Paper Tiger (James Gray)

James Gray returns to Cannes for the sixth time with Paper Tiger, and this time he arrives with one of the festival’s most star-studded ensembles. Oscar nominee Adam Driver and Miles Teller star as brothers chasing the American dream through New York’s criminal underworld in the 1980s, while Oscar nominee Scarlett Johansson plays Teller’s wife as the family becomes entangled in a dangerous Russian mafia scheme that threatens to tear everything apart.
Gray has always excelled at stories built around family, loyalty, and the emotional cost of impossible choices. His last Cannes competition title, Armageddon Time, was among his most personal films to date. With Paper Tiger, he appears to be bringing that same emotional intimacy into a world of crime, betrayal, and escalating consequences.
Despite five previous trips to Cannes without a major prize, Paper Tiger feels like the kind of emotionally charged crime drama that could finally change that.

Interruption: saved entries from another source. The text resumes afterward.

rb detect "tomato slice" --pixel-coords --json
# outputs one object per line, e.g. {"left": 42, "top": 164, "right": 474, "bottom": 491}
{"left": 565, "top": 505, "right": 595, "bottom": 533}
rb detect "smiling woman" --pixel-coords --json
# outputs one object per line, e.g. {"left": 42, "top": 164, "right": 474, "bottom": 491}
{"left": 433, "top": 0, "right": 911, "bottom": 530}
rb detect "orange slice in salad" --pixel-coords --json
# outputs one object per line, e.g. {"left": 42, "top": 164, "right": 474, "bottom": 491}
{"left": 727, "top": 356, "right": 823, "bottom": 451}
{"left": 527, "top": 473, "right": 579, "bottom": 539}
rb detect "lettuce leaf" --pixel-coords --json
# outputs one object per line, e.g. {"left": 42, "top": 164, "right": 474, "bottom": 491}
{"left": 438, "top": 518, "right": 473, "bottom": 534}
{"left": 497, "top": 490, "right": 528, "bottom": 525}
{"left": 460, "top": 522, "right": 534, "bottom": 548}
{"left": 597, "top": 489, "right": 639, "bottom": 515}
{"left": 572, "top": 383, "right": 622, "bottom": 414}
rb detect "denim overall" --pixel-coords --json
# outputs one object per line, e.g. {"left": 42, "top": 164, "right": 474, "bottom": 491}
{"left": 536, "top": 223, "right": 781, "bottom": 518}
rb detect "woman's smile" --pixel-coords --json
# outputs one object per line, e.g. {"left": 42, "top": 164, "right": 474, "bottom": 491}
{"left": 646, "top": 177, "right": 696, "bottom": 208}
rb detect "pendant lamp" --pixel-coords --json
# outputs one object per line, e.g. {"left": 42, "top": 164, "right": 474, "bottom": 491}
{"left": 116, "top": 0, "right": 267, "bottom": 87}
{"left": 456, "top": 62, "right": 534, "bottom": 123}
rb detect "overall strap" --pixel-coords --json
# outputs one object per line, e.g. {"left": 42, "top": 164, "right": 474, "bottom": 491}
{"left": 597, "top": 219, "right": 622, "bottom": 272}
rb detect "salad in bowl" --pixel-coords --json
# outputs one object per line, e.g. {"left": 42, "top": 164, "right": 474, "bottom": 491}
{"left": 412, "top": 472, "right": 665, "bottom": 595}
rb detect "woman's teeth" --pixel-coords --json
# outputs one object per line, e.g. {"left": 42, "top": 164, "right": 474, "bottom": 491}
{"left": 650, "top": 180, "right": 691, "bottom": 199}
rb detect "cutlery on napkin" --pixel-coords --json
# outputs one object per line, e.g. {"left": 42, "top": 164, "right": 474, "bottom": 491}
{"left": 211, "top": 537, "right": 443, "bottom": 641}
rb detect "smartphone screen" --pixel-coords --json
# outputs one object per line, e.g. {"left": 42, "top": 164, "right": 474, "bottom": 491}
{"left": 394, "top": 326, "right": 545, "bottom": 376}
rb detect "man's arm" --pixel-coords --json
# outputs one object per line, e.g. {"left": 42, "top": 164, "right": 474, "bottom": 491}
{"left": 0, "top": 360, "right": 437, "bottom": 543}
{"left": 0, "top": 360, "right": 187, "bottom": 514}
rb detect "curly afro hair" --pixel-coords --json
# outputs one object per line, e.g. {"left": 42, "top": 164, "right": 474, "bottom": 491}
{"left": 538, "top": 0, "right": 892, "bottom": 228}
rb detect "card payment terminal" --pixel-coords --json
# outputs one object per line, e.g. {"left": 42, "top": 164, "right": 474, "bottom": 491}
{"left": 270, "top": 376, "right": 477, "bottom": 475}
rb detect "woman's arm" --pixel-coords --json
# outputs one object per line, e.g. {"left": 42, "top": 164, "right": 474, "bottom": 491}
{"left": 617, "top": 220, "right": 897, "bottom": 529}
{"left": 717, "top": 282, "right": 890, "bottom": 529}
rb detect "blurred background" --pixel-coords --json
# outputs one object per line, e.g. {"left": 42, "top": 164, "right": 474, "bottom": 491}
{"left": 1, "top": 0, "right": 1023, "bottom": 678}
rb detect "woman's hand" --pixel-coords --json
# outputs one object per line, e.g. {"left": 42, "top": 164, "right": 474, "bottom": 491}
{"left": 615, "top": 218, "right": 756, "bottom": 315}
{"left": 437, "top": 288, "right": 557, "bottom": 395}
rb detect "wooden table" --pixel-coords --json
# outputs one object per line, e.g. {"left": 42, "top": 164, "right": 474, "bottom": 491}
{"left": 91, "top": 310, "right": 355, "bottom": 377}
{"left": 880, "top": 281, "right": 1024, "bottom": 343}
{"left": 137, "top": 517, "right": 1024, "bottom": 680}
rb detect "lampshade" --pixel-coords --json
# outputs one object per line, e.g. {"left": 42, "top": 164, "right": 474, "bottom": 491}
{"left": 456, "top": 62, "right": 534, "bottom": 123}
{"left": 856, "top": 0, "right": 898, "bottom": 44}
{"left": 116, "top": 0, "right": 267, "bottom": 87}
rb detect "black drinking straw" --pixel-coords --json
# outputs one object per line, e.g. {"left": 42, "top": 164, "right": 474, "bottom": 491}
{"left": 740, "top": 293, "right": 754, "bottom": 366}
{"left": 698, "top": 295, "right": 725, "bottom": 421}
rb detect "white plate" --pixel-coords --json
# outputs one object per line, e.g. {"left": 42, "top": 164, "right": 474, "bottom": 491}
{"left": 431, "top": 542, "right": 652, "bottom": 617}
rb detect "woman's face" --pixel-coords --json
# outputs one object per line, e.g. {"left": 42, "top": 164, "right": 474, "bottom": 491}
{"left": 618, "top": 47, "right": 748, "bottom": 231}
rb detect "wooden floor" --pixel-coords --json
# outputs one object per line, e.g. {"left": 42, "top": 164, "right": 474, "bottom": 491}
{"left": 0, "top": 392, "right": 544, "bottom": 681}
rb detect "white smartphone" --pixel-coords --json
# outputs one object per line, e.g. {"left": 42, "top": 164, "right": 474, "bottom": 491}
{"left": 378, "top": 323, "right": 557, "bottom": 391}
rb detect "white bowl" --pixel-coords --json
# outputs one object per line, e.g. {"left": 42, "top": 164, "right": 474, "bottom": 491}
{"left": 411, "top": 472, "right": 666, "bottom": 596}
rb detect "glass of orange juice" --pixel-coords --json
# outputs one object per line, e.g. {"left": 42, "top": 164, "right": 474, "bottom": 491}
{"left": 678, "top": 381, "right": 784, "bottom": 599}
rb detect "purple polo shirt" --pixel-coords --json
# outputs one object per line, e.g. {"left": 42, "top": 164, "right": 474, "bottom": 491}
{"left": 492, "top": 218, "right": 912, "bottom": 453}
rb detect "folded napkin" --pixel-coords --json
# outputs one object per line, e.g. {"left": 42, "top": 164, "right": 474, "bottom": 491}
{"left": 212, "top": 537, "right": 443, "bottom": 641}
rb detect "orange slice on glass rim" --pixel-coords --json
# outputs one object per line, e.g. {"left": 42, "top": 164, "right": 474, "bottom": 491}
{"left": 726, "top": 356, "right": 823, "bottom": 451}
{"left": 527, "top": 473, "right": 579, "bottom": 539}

The Unknown (Arthur Harari)

Arthur Harari arrives at Cannes with plenty of momentum after winning the 2024 Oscar for Original Screenplay alongside Justine Triet for Anatomy of a Fall. Now the French filmmaker steps back into the director’s chair with The Unknown, one of the lineup’s most intriguing wild cards.
The film follows photographer David Zimmerman, played by Niels Schneider, a man who rarely leaves home until friends pull him into a chaotic night out. After becoming fixated on a mysterious woman, played by Léa Seydoux, he follows her into the night, only to wake up the next morning inside her body.
While the premise may sound familiar to readers of Le Cas David Zimmerman, the 2024 graphic novel Harari co-wrote with his brother Lucas, The Unknown is not a direct adaptation. Harari has instead described the film as “an outgrowth of the comic,” taking its central idea in an entirely new direction.
Between Harari’s recent Oscar momentum, a body-swap premise that feels unlike anything else in this year’s lineup, and Léa Seydoux once again pulling double duty at Cannes, The Unknown could quietly become one of the festival’s most talked-about surprises.
Early Cannes Predictions
Palme d’Or
Fatherland
Grand Prix
Hope
Prix du Jury
Fjord
Other Potential Contenders
Minotaur
Paper Tiger
Prix de la mise en scène (Director)
My pick: Andrey Zvyagintsev, Minotaur
Runner-up: Paweł Pawlikowski, Fatherland
Prix d’interprétation masculine (Actor)
My pick: Sebastian Stan, Fjord
Runner-up: Rami Malek, The Man I Love
Prix d’interprétation feminine (Actress)
My pick: Sandra Hüller, Fatherland
Runner-up:Léa Seydoux, The Unknown
Prix du scenario (Screenplay)
My pick: James Gray, Paper Tiger
Runner-up: Na Hong-jin, Hope
Over the next two weeks, some of these films will exceed expectations, others may divide audiences, and at least one title no one saw coming will completely change the conversation. That’s part of what makes Cannes so unpredictable, and so much fun to follow. For now, these are the seven films I’m anticipating most and the first calls I’m willing to make before the jury has its say. The 79th Cannes Film Festival runs from May 12 to May 23.